What she told jurors allegedly happened to her son is tantamount to rape.
Prosecutors in the case spent a significant portion of that mother's testimony going over the exact words her son used to describe Farr's instances of alleged molestation. Defense attorneys spent an almost equal amount of time trying to prove those words were the product of leading questions and a small town's rumor mill.
Farr, 37, is accused of molesting five boys between the ages of 2 and 4.
The alleged victim's mother testified that she began to question her son after she noticed that the nightmares he started having a few months earlier were getting worse. There were some nights where she found him standing up in bed or kicking the wall and screaming, she told the jury.
In addition, her son began crying when it was time to go to school and became afraid of the basement, she said.
While the witness did admit there were other factors in her son's life - such as a new sibling - that could cause behavioral changes, none of them were anything more than "normal," she said.
Faced with this change in her son's demeanor, the alleged victim's mother sat him down and asked him if anybody had ever "hurt his body." Her son responded that Farr did hurt him sexually, she testified. A series of other alleged assaults, one of which was basically rape, came out over the next few months in response to more questions and some volunteered information from her son, the mother told the jury.

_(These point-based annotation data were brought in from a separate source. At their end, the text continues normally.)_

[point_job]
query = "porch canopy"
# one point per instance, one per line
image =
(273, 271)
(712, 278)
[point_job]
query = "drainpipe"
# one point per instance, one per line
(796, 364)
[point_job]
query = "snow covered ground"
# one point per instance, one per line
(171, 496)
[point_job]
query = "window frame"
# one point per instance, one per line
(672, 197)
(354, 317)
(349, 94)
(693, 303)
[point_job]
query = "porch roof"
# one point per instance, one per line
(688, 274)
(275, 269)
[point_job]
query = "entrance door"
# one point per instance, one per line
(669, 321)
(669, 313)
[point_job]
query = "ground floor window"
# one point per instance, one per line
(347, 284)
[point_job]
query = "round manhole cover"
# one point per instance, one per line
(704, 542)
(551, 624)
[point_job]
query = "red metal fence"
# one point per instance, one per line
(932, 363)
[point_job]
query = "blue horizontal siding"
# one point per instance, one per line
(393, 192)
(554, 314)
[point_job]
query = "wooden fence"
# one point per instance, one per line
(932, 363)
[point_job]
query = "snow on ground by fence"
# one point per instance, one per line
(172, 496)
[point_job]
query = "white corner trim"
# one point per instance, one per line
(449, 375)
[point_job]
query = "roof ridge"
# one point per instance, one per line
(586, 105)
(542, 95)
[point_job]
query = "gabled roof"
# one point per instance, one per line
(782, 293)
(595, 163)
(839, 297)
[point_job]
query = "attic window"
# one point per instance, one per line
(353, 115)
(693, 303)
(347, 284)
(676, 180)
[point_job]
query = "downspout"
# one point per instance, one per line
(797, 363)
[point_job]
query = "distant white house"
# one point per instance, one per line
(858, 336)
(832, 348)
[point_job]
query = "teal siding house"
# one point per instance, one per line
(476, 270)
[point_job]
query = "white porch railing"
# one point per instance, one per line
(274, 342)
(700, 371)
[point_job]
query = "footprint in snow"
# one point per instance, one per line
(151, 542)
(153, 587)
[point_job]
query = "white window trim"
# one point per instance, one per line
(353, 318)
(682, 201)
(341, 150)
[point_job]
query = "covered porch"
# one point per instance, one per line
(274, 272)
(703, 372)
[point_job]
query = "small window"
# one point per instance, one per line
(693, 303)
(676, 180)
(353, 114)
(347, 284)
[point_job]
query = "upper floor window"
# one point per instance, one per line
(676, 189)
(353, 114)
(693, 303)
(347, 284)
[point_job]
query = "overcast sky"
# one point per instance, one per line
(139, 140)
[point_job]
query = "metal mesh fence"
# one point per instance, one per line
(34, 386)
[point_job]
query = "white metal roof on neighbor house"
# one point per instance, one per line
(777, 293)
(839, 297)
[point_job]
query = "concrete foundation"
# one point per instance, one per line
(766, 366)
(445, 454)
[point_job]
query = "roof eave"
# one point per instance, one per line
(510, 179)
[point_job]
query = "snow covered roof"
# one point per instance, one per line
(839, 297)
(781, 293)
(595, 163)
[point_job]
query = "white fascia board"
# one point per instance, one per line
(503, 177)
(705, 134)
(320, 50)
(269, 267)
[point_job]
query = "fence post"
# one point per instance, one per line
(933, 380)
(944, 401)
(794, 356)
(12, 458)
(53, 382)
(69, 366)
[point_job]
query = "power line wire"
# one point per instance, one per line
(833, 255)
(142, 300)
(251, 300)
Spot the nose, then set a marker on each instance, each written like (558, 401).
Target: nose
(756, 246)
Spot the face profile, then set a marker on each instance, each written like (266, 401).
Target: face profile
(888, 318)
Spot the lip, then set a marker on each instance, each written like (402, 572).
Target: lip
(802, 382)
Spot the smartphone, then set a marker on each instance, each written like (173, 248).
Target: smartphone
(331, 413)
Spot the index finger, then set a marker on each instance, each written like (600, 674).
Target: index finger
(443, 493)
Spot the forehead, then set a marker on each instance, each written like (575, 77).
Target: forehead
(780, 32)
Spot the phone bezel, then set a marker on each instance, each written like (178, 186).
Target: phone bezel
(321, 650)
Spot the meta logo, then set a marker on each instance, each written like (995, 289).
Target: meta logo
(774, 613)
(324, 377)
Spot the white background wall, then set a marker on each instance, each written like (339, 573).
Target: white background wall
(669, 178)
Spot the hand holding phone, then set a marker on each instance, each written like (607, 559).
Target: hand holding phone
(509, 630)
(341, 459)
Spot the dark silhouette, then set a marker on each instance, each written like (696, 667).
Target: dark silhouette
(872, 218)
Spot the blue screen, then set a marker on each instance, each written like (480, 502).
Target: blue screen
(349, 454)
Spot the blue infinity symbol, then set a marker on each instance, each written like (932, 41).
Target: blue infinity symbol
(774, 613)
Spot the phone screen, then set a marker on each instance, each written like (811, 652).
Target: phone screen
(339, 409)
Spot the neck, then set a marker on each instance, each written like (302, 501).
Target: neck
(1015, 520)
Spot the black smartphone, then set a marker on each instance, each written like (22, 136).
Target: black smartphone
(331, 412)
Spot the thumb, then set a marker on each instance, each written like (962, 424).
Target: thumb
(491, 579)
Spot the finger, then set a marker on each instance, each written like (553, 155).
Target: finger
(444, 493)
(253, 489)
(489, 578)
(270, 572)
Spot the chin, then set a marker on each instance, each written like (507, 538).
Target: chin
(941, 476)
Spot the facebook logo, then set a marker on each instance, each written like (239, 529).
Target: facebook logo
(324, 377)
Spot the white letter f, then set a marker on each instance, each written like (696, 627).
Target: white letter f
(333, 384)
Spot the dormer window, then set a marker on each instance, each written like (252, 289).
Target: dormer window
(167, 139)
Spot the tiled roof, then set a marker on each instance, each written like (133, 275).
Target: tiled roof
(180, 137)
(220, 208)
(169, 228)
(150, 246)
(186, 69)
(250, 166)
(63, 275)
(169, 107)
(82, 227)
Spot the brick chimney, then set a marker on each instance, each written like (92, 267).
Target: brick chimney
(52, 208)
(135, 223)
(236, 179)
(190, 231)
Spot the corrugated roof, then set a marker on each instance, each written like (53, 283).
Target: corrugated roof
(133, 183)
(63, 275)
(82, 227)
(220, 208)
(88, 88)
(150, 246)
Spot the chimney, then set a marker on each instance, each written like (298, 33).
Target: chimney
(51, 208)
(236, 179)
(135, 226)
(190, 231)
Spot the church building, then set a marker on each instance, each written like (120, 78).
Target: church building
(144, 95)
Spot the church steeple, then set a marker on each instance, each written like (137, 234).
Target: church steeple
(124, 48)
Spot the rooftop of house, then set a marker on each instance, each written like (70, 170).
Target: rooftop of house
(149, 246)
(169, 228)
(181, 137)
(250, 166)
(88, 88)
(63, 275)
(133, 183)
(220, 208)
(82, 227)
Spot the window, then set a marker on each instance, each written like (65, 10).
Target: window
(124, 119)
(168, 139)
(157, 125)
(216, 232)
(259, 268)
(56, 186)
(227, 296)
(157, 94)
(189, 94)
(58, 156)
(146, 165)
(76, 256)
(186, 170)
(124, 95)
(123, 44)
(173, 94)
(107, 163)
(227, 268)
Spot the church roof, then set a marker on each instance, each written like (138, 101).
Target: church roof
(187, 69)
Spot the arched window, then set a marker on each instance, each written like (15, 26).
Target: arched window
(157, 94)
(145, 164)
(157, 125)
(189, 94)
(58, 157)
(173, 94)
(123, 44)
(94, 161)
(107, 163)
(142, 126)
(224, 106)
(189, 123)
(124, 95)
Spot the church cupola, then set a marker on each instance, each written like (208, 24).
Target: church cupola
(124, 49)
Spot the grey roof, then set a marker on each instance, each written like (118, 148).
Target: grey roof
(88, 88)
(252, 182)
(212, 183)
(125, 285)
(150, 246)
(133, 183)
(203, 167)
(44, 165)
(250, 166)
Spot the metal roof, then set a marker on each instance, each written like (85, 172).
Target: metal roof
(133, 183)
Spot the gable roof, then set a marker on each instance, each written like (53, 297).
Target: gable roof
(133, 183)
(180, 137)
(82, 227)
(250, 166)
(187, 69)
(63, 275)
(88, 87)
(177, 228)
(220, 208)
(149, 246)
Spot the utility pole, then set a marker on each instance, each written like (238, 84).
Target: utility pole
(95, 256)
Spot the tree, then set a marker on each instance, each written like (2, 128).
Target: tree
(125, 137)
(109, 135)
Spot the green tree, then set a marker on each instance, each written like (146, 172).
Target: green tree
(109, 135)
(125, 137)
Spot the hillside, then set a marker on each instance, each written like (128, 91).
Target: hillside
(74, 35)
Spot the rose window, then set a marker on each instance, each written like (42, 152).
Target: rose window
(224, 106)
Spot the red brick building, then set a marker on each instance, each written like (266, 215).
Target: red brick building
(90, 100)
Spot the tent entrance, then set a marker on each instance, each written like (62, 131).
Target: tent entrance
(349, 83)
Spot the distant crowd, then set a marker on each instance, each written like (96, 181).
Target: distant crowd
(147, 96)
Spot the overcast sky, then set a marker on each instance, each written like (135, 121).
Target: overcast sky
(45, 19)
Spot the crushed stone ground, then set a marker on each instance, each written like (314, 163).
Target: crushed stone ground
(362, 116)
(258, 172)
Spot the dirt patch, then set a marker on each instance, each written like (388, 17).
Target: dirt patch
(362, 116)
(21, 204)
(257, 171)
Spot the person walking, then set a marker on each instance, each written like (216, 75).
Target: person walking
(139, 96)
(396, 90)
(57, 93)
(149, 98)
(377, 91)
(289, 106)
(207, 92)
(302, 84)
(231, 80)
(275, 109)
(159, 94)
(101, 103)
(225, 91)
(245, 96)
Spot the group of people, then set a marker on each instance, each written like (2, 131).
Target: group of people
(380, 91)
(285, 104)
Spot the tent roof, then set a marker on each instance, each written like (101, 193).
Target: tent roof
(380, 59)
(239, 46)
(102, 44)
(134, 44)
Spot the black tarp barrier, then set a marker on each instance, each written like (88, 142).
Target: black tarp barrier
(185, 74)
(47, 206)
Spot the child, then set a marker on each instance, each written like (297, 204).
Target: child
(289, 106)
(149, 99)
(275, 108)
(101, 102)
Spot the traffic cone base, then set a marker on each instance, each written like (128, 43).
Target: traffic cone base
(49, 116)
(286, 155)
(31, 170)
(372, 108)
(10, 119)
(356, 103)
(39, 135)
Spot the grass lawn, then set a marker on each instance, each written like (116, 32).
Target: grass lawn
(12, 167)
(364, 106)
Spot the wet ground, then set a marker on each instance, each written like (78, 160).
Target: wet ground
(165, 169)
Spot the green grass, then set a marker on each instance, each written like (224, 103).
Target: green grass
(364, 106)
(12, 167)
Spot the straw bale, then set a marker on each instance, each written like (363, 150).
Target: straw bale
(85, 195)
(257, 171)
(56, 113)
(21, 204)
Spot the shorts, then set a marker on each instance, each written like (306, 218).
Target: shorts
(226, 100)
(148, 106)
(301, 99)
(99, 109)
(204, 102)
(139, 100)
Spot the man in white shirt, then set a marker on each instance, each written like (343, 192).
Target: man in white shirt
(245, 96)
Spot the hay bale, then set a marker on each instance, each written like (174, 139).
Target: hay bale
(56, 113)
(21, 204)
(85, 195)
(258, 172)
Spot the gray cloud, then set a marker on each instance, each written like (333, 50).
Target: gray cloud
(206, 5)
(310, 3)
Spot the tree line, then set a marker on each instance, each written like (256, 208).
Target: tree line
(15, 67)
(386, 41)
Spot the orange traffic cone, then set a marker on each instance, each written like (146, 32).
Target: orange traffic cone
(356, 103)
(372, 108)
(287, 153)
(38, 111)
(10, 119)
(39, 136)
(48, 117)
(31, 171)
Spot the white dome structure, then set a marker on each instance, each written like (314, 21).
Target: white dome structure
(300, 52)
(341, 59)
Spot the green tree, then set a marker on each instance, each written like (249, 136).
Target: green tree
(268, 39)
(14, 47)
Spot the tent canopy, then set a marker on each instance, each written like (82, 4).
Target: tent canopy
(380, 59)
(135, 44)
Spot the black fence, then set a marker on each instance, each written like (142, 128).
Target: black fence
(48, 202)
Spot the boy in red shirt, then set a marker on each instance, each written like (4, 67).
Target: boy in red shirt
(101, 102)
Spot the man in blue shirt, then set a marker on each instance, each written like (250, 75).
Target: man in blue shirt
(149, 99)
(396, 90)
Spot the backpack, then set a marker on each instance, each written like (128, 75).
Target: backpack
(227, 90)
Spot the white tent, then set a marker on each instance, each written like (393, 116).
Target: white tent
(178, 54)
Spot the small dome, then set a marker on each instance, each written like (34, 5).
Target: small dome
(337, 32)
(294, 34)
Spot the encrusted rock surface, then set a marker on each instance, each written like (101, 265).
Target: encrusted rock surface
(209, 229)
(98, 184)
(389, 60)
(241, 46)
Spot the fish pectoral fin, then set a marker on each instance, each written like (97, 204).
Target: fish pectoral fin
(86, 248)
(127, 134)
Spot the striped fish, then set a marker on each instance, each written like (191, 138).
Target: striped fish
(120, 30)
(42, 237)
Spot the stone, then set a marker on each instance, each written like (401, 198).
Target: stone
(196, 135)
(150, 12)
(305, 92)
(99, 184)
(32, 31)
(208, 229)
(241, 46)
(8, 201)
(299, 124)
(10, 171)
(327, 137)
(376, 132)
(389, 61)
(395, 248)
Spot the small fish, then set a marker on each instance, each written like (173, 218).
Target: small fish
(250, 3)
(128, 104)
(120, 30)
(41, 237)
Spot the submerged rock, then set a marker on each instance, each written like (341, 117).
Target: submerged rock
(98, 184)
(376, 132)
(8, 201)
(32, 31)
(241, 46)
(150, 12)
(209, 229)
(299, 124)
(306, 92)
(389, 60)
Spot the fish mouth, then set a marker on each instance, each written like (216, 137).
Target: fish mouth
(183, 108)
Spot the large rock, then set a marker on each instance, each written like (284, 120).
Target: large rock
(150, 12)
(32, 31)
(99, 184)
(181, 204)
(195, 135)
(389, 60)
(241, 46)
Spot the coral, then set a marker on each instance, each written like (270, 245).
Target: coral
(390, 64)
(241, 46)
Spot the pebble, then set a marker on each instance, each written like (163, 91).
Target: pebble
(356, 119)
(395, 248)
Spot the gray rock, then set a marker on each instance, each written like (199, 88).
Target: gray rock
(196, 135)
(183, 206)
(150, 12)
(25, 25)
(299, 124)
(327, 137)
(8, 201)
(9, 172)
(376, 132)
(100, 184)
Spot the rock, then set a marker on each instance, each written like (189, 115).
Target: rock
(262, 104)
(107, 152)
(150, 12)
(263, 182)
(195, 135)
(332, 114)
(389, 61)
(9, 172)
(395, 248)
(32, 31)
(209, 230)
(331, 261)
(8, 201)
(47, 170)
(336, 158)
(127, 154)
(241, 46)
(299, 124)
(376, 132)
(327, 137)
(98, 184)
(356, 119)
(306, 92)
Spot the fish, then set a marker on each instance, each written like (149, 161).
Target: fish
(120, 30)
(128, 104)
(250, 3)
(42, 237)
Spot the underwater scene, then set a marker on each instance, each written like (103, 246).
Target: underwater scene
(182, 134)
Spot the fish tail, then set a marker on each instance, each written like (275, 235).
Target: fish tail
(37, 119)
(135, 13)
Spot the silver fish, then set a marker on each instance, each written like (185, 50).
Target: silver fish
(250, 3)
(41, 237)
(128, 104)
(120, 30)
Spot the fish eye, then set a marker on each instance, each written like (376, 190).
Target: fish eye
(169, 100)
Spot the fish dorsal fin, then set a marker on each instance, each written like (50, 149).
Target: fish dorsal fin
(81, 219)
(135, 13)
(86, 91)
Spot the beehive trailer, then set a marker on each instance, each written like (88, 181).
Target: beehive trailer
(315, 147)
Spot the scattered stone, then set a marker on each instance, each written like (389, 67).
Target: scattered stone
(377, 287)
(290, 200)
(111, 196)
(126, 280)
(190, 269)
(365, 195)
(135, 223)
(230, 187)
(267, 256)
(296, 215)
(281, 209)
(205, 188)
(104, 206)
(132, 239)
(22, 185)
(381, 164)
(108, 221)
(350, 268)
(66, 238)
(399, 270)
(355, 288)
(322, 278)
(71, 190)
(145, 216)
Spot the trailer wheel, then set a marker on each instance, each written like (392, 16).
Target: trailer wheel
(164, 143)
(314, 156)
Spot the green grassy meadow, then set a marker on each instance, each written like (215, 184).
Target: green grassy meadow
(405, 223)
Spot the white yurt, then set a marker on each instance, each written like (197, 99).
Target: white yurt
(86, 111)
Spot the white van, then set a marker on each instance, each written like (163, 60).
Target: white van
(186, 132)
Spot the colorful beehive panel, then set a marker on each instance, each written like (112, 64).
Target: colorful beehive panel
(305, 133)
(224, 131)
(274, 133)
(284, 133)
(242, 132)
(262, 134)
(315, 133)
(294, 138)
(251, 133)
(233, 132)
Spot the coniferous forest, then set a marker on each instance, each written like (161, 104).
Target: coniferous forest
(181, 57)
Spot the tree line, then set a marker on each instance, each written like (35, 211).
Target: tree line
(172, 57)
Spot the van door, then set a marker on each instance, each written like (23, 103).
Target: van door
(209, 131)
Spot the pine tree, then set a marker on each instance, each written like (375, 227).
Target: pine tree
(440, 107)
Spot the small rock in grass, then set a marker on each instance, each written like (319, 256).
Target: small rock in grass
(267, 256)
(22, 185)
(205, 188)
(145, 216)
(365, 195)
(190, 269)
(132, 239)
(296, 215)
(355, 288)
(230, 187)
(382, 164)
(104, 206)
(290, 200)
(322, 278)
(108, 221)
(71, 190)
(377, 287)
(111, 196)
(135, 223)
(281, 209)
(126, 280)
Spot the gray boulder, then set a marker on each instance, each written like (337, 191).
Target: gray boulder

The alleged victim's mother also testified to a strange but uncorroborated encounter with the defendant shortly after he was suspended from his position as administrator of Children's House Montessori School in Whitefish. When she recognized Farr in a local grocery store, the defendant put down his shopping basket and walked directly out the door. The mother had not heard other mothers at the school talking about Farr's alleged assaults and did not know he had been suspended at that time, she said.
Defense attorney Phyllis Quatman countered this testimony by examining how a net of rumors may have affected the mother's ability to accurately report her son's alleged molestation.
Quatman also asked the mother how it was possible for an entire month to pass before she learned that Farr had been dismissed for alleged sexual abuse and took time to outline that mother's relationships to other mothers connected to the case.
The defense's cross-examination of this mother may be continued today.
Jurors also heard testimony Wednesday from an expert witness called by the prosecution.
Wendy Dutton, out of Phoenix, testified that it is difficult for young children to answer extremely open-ended questions, and that young children are more likely to acquiesce to a stranger asking leading questions than to their mothers asking leading questions.
She also told jurors that the intrusiveness of a sexual assault does not have any sort of relationship with a delay in the report of that abuse.
On cross-examination, Dutton admitted there is very little research on sexual assaults dealing with children younger than 3 and that the only sure way to prove a sexual assault has occurred is with corroborating, especially physical, evidence.
Farr is charged with five counts of felony sexual assault. If convicted of all five counts, he could be sentenced to life or up to 500 years in prison. He was the administrator of Children's House Montessori School from June 2004 to October 2005.
Judge Stewart Stadler, who is presiding over the trial, ruled last March that the alleged victims' mothers will be able to testify in their sons' places under a Montana Supreme Court precedent that allows hearsay evidence in cases involving very young children.